The first poem I introduced them to was “The Bird,” by Victor Hugo.
Be like the bird, who
Pausing in his flight
On limb too slight
Feels it give way beneath him
Yet sings
Knowing he has wings.
We discussed what it means for the bird to “sing,” “knowing he has wings,” and we discussed what it would mean for them to “have wings” in their own lives: to be confident, self-possessed, secure in the understanding that you can overcome obstacles that might come in your way.
Soon after, we read the novel “A Door in the Wall,” the story of a boy named Robin who is supposed to be apprenticed to a knight but loses the use of his legs and must find new meaning for his life. He does so brilliantly: learning to read and write, and then serve his lord and lady in the writing of letters; learning to whittle, sing, and play, and then making crutches and his own harp; and finally, building strength of body and character by swimming, and eventually playing a heroic role in the defense of his castle. He finds “a door in the wall.”
One day, I asked the students, “How is Robin like the bird?” I then watched as one face after another illumined with the glow of a new understanding. They saw it.
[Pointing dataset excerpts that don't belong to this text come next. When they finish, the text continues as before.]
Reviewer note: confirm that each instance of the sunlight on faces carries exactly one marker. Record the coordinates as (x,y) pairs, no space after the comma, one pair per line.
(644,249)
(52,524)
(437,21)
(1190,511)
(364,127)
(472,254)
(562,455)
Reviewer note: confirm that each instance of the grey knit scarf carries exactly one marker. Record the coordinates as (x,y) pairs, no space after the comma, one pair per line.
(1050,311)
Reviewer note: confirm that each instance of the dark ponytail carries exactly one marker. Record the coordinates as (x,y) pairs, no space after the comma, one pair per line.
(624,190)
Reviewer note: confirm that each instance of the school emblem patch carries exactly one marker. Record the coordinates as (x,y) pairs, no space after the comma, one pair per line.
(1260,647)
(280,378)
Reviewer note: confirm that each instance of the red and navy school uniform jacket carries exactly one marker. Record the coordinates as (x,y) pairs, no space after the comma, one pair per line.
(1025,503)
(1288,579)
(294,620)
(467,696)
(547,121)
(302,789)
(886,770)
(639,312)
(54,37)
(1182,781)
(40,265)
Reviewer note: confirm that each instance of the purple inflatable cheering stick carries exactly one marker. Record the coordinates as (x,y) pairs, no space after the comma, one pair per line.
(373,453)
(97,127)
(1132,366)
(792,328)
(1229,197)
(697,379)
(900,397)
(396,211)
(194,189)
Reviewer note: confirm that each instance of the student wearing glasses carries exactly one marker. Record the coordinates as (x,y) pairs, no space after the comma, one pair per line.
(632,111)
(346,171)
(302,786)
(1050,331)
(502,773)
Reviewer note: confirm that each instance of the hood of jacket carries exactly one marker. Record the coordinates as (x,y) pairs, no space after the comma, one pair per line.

In Lana’s words: “They both have a problem and then they solve it. The branch is falling, but the bird knows he has wings, so he flies. Robin’s legs don’t work, but he learns to read and whittle and swim. They both find a door in the wall: if they can’t solve something one way, they find another.”
A proper reading program enables students to experience the joy of reading as they should: as an exciting plot, with inspiring characters, with a clear theme, and with insights they can then bring to their own lives and experiences. Students should not be grudgingly reading dull stories from textbook readers and completing unsatisfying, routine exercises about vocabulary, allegedly interesting facts, and topic sentences—they should be exposed to the joy and power of art.